オスプレイの本質的な問題は革新的な設計がもたらす複雑性とそれに伴う整備・運用の難しさから他の航空機並みの信頼性を確保出来ていないことにあるようである。問題の解決に向けて取り組んでいるとは言え、より単純で堅牢な設計に変更できるわけでもなくオスプレイの本質的問題がなくなるわけではない。私の印象では、維持に金が掛り操縦も難しく信頼性が比較的低いとなれば、あまりよい機種とは言えない。金が掛り事故も起こりやすい、そしていつ本質的問題を乗り越える改善設計が得られるかの見通しもないのではないかという気がするわけである。本質的問題なのだからその本質設計を変えない限り本質的問題は残るわけである。

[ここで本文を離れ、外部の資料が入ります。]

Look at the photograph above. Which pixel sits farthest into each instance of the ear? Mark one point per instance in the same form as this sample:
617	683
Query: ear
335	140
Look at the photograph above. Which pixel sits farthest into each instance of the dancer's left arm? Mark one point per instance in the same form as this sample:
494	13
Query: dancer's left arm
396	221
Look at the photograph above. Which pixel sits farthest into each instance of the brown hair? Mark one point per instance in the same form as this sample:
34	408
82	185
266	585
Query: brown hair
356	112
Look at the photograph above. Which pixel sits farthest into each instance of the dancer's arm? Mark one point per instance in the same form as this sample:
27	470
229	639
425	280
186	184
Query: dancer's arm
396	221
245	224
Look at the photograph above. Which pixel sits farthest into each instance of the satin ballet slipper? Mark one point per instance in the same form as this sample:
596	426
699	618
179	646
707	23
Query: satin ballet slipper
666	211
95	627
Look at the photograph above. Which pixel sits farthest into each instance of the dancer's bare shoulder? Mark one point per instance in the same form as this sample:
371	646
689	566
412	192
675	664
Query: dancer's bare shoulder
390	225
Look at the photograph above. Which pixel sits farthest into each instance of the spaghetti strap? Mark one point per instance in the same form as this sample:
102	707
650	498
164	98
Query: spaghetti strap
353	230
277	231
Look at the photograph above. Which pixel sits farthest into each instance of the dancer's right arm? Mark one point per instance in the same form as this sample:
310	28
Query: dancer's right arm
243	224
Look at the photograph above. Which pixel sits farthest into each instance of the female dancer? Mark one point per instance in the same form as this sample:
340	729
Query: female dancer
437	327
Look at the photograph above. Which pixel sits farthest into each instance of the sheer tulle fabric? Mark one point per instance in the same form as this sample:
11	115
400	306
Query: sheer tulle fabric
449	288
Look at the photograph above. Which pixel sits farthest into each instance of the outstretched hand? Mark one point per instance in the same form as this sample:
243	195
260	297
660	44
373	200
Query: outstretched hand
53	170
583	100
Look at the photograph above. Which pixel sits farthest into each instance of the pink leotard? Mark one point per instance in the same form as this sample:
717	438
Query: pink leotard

設計コンセプトはよかったが、技術が追いついていない機種という感じがする。こういう機種に私なら乗りたくない。多分乗組員だってそう思っているのではないかという気がする。そういう機種は早期に運用を止めて、もっと信頼性の高い他機種による想定任務の運用システムを構築した方がよい気がする。開発したのだから何が何でも使って行こうと意固地を張っている誰かがいて止めた方がよいと言いたいひとがいても口をつぐんでいる感じがしてしようがない。